Other couples I know have met with financial planners who address all their questions to the husband only. That's why it's important to interview a potential adviser before committing. If you visit with your spouse, make sure the adviser addresses both of your concerns. Pay attention to how women working in the adviser's office are treated. And of course, if it makes you feel more comfortable, you can always hire a female adviser or one who specializes in helping women.

Just as important as selecting an adviser you're comfortable with, Brandon says, is signaling to that adviser that "you're a part of that process as much as the person next to you" with your active participation. For instance, Brandon and her husband recently met with an estate planner together.

"I started asking a lot of questions, and by the end, everything was being addressed to both us, and not to just him," she says.

Make Your Retirement a Priority

A survey by financial services organization TIAA-CREF revealed that nearly half of women say they can't afford financial advice, and one in three say they don't have time to seek it. That's another example of women putting the needs of others before their own.

"You get pulled and tugged in so many directions," said Brandon, herself the mom of three.

Because starting early is key to amassing adequate retirement savings, it's important for everyone, including busy mothers, to take the time as soon as possible to set up a retirement savings plan and check up on it regularly.

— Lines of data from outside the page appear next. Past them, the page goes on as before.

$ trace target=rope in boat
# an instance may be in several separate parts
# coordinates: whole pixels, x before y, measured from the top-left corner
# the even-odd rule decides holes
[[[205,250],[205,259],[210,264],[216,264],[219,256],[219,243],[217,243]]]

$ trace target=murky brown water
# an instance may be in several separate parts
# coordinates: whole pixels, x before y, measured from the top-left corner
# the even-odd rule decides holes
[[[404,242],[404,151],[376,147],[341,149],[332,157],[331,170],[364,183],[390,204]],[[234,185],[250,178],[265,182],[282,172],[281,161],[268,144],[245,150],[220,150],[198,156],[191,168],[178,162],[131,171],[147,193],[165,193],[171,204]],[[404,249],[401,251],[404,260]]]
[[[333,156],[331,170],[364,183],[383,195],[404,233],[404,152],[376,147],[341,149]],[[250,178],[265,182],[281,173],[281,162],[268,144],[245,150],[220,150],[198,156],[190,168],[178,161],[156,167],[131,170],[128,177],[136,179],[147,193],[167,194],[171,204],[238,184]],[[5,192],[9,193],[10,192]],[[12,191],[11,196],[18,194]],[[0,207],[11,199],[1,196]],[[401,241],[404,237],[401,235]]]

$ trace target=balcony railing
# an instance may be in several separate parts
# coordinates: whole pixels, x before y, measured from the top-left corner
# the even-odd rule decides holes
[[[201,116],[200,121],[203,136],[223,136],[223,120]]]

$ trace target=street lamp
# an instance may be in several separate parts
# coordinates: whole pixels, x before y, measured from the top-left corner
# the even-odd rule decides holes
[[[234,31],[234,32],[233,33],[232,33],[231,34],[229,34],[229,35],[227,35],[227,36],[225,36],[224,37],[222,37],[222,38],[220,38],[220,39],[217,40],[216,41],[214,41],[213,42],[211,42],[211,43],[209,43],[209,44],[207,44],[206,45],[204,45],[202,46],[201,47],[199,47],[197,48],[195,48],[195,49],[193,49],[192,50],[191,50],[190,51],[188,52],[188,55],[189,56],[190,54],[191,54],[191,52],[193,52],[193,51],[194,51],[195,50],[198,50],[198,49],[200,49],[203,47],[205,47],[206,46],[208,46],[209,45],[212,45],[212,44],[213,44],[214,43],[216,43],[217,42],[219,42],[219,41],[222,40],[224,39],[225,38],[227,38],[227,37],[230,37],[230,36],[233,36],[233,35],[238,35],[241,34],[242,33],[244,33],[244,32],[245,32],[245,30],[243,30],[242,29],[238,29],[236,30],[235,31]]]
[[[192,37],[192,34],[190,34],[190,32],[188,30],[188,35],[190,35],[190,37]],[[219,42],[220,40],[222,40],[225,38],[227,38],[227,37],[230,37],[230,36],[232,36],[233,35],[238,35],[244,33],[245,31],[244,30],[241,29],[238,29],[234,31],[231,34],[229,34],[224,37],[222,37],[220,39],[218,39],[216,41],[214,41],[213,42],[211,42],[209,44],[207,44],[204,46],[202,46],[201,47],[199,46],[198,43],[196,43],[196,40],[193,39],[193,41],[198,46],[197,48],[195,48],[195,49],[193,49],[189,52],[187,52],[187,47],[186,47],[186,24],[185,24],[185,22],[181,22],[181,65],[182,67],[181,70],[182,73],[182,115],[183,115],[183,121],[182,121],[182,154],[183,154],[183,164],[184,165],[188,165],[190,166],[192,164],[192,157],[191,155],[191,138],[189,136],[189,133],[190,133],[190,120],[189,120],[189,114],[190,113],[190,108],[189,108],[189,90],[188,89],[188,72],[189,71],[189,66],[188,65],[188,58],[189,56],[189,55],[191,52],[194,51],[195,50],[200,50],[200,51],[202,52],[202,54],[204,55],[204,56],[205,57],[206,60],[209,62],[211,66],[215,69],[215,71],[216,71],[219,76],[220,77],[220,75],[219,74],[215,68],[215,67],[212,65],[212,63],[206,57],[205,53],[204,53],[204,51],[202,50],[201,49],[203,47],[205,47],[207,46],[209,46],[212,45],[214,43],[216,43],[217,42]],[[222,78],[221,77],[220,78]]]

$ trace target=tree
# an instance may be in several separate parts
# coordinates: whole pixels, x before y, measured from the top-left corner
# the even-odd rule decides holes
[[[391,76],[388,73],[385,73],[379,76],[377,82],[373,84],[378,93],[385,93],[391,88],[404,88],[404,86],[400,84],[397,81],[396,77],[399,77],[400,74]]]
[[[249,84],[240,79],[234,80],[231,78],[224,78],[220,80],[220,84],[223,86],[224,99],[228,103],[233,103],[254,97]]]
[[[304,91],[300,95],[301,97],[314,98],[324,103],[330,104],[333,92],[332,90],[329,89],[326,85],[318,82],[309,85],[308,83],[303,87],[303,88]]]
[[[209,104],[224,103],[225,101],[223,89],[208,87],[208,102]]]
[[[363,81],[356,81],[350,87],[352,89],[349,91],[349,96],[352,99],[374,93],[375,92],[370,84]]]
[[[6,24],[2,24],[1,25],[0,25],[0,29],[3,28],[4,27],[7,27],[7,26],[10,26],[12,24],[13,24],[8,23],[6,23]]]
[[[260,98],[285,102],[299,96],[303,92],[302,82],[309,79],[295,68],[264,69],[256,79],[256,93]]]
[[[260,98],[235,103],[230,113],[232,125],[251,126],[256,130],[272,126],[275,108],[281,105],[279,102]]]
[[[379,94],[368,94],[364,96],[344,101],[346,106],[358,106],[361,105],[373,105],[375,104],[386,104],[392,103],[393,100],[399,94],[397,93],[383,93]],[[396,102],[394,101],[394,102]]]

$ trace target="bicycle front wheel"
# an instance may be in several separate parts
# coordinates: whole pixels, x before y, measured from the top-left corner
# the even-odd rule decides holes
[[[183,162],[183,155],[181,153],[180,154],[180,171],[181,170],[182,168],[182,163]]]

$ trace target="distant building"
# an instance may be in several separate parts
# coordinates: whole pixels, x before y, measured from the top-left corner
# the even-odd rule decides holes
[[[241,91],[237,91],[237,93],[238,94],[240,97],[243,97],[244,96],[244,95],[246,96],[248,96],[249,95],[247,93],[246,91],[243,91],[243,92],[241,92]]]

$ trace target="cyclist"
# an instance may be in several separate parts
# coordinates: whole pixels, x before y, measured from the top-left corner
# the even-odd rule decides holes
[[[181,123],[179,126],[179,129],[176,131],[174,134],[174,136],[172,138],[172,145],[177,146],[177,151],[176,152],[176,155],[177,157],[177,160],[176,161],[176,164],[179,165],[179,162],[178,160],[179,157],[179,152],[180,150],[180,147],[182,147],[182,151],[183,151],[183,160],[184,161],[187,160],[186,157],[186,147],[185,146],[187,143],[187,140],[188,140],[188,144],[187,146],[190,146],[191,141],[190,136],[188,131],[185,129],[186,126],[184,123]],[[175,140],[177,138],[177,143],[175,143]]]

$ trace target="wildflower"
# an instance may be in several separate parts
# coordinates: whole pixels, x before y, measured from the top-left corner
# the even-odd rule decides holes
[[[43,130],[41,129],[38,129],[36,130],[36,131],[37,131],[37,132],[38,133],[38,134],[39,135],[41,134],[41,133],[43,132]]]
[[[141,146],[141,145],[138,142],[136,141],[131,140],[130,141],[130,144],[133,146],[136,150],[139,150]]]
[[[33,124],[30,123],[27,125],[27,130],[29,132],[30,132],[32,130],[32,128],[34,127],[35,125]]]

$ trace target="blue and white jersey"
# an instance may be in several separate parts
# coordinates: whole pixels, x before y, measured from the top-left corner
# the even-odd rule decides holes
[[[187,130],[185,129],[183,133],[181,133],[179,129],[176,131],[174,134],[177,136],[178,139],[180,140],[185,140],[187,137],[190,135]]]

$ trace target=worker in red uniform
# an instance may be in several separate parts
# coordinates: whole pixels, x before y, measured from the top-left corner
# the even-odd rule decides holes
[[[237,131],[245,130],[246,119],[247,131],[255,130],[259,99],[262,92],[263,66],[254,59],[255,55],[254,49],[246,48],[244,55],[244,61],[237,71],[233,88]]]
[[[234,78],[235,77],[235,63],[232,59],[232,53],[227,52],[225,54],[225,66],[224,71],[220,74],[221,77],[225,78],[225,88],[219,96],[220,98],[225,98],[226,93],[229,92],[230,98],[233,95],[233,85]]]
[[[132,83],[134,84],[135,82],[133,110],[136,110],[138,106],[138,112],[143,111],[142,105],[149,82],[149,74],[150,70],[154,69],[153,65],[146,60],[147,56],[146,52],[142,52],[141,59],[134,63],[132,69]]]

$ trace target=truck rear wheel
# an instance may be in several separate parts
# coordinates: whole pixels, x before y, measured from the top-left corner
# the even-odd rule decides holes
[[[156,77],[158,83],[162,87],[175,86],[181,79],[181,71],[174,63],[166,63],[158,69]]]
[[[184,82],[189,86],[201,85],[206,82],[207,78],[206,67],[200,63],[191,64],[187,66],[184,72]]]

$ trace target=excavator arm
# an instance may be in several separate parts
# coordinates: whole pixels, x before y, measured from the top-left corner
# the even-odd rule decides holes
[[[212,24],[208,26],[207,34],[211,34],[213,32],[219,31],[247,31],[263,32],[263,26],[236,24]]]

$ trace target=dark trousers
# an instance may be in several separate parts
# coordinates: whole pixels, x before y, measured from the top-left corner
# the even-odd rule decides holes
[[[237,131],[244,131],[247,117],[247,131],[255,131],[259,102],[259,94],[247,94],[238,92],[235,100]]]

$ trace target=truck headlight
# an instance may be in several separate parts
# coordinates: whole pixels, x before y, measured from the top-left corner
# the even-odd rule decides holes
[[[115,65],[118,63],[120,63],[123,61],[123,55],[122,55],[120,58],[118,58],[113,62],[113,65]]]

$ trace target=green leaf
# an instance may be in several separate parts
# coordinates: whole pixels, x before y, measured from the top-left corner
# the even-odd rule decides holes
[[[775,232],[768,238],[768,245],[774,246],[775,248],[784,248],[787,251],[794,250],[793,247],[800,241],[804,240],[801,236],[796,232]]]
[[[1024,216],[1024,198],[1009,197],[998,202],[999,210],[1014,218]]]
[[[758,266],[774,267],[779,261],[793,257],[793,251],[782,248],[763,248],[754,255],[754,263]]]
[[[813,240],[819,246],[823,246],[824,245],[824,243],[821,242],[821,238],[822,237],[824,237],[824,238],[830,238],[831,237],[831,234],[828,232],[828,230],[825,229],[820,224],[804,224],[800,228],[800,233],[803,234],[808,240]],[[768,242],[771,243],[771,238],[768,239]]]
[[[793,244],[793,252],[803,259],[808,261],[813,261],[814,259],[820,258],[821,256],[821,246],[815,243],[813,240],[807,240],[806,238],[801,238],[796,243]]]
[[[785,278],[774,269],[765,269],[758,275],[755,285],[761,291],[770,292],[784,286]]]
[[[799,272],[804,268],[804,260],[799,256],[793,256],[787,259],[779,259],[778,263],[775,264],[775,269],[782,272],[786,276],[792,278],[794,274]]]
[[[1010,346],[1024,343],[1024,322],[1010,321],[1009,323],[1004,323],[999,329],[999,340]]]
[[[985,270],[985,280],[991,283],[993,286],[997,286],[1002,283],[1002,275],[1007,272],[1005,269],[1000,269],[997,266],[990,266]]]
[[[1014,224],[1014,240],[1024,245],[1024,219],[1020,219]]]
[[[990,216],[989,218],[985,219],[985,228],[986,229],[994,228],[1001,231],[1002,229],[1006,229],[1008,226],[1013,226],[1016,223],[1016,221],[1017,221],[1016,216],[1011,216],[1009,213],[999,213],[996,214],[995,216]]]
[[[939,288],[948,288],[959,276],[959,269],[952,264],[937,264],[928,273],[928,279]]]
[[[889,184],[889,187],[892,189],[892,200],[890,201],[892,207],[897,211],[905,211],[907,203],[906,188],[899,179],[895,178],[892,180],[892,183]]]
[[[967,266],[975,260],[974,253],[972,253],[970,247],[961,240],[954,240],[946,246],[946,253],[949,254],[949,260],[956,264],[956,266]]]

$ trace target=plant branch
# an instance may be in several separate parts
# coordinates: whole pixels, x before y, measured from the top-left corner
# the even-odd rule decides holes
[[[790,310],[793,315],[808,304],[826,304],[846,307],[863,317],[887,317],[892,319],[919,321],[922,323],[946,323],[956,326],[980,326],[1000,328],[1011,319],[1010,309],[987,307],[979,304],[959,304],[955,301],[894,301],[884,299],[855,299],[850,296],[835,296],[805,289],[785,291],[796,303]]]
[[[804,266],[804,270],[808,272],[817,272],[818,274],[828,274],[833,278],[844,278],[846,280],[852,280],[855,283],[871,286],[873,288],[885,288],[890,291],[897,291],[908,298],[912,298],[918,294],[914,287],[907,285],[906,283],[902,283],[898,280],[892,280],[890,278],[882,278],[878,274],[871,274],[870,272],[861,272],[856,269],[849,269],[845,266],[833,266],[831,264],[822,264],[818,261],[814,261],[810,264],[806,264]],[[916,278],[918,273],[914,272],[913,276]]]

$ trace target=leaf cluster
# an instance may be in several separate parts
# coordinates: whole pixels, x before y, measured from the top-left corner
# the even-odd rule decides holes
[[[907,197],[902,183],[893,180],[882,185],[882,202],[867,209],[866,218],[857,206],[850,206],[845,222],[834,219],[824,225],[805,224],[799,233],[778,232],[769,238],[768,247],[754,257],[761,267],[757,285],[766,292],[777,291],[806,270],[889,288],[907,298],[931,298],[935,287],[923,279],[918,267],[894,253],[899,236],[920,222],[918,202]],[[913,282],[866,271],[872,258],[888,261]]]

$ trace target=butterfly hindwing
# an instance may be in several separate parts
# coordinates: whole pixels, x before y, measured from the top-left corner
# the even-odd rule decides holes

Save Even If You're Not Working Full-Time

Women are twice as likely to work part time as men, and we are also more likely to take extended breaks from the workplace and have nonlinear career trajectories. If your career has taken this kind of path, it should be incorporated into your planning. Better yet — and I get that this can be tough — evaluate the effect that such a break or shift would have on your retirement before you decide to do it.

One way to keep saving during a break, Brandon suggests, is by contributing to a spousal IRA, which is simply a regular IRA that a nonworking spouse can contribute to in order to keep retirement savings going even during a career break.

Don't Let Divorce Derail Your Future

No one plans for their marriage to end in divorce. Yet, after seeing too many friends and relatives have their finances shredded by divorce, I've come to the conclusion that all married people should be prepared to weather a divorce if necessary.

Statistically, women are more likely to be financially hurt by divorce. We're more likely to have custody of the kids, and many single mothers receive no child support. Anecdotally, I know women who had no credit in their own names until they got divorced and found themselves applying for a credit card with no credit history, or even worse, a credit history that was shredded by the ex's actions.

The first thing women can do to prepare for divorce is the same thing she can do to prepare for successful retirement if she stays married: Understand the family finances. Pay attention and ask questions. Don't leave it all to your spouse.

The next part happens during the divorce: Fight for what you deserve. Divorce attorneys report seeing many women settle too soon in divorces and accept too small a share of the couple's net worth, just to get it over with. Some men bully and harass their wives into giving in, and even use the children against them.

In divorce, as in marriage, remember that as important as the pressing issues of today may seem — the kids' needs, the stress — retirement can last a long time, and it will seem even longer if you have to spend it eating cat food.

What are you doing to take control of your finances?